OMPDataPerf: Profiling & Optimizing Data Mapping

Updated 26 January 2026

OMPDataPerf is a framework of principles, tools, and metrics aimed at profiling and optimizing data mapping in heterogeneous OpenMP offload applications.
It employs dynamic analysis using OMPT callbacks and static source-to-source transformations to detect inefficient data transfers and redundant memory allocations.
The methodology enables precise performance assessment and practical code optimizations, delivering significant speedups and reduced data movement overhead.

OMPDataPerf encompasses a suite of principles, tools, and metrics for profiling and optimizing data mapping in heterogeneous OpenMP offload applications. It is formally defined by dynamic analysis techniques capable of detecting inefficient data transfer and allocation patterns, as well as by static source-to-source transformation frameworks that minimize host-device communication. The OMPDataPerf methodology is realized in dynamic profilers such as OMPDataPerf itself (Marzen et al., 19 Jan 2026), and in static analyzers like OMPDart (Marzen et al., 2024). These approaches enable quantification, attribution, and reduction of data movement overhead in CPU–accelerator systems, supporting both high-level performance assessment and concrete code transformation.

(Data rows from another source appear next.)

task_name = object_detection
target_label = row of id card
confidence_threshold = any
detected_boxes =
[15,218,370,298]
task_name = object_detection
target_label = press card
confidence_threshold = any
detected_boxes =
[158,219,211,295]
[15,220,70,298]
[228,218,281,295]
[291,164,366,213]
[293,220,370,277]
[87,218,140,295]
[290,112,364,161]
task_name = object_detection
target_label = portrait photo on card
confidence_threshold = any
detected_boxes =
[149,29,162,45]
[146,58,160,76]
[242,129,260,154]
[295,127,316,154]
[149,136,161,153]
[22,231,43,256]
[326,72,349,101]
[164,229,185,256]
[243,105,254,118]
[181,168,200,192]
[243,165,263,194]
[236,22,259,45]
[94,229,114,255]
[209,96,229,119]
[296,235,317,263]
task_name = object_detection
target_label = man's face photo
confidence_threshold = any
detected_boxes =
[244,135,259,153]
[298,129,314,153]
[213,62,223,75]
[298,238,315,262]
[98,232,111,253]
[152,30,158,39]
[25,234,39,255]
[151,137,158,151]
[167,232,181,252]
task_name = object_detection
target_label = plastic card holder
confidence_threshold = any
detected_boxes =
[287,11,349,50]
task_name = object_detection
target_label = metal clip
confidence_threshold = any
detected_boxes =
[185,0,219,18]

1. Architectural Principles

OMPDataPerf's core architecture is characterized by low-overhead collection and post-mortem analysis of heterogeneous data-movement events. In dynamic profiling, OMPDataPerf is implemented as an LD-preloaded or linked shared library that registers for a minimal set of OpenMP Tools Interface (OMPT) callbacks within the OpenMP runtime. During execution, it logs every data transfer and allocation, as well as kernel launches and returns, without injecting instrumentation into user code (Marzen et al., 19 Jan 2026).

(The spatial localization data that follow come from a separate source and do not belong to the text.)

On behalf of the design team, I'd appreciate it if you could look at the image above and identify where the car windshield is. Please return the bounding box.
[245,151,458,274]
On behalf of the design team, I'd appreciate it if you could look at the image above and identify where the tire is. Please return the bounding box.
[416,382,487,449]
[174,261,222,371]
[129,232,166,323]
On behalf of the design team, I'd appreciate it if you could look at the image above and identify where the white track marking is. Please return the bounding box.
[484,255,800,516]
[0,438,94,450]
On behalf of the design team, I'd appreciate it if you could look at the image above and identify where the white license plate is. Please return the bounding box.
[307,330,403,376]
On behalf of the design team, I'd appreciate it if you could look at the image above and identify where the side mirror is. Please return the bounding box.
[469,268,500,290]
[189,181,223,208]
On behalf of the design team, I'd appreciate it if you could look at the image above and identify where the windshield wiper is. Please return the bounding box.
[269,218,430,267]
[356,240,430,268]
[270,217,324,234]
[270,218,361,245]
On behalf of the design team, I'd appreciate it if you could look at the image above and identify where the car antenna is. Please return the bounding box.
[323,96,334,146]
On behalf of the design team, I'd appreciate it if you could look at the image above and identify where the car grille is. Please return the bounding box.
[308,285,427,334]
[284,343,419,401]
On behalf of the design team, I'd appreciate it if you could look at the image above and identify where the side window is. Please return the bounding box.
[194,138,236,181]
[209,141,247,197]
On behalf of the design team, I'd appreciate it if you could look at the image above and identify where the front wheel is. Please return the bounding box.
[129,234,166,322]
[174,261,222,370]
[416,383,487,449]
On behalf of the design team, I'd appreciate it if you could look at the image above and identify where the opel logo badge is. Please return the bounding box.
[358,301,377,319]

Internally, two principal data structures support scalability and analysis:

Chronological event log: Every OMPT "target data op" or "target EMI" event is recorded with timestamp, device ID, address range, byte count, and a content hash.
Multimap-style index: Operations are grouped by buffer identifiers and device, enabling rapid detection of repeated or redundant activity.

Following program completion, a post-mortem pass analyzes these logs for inefficient data mapping patterns. This two-phase architecture—event logging at runtime, analysis after completion—maintains modest runtime and space overhead (5% geometric-means slowdown, event logs ~43 KB/s) (Marzen et al., 19 Jan 2026).

In the static paradigm, OMPDart applies context-sensitive, interprocedural, flow-sensitive analysis across C/C++ OpenMP applications. It constructs code property graph–style hybrid AST-CFGs, propagates memory-access summaries through the call graph, and builds precise host-device dependency relationships for each target region (Marzen et al., 2024).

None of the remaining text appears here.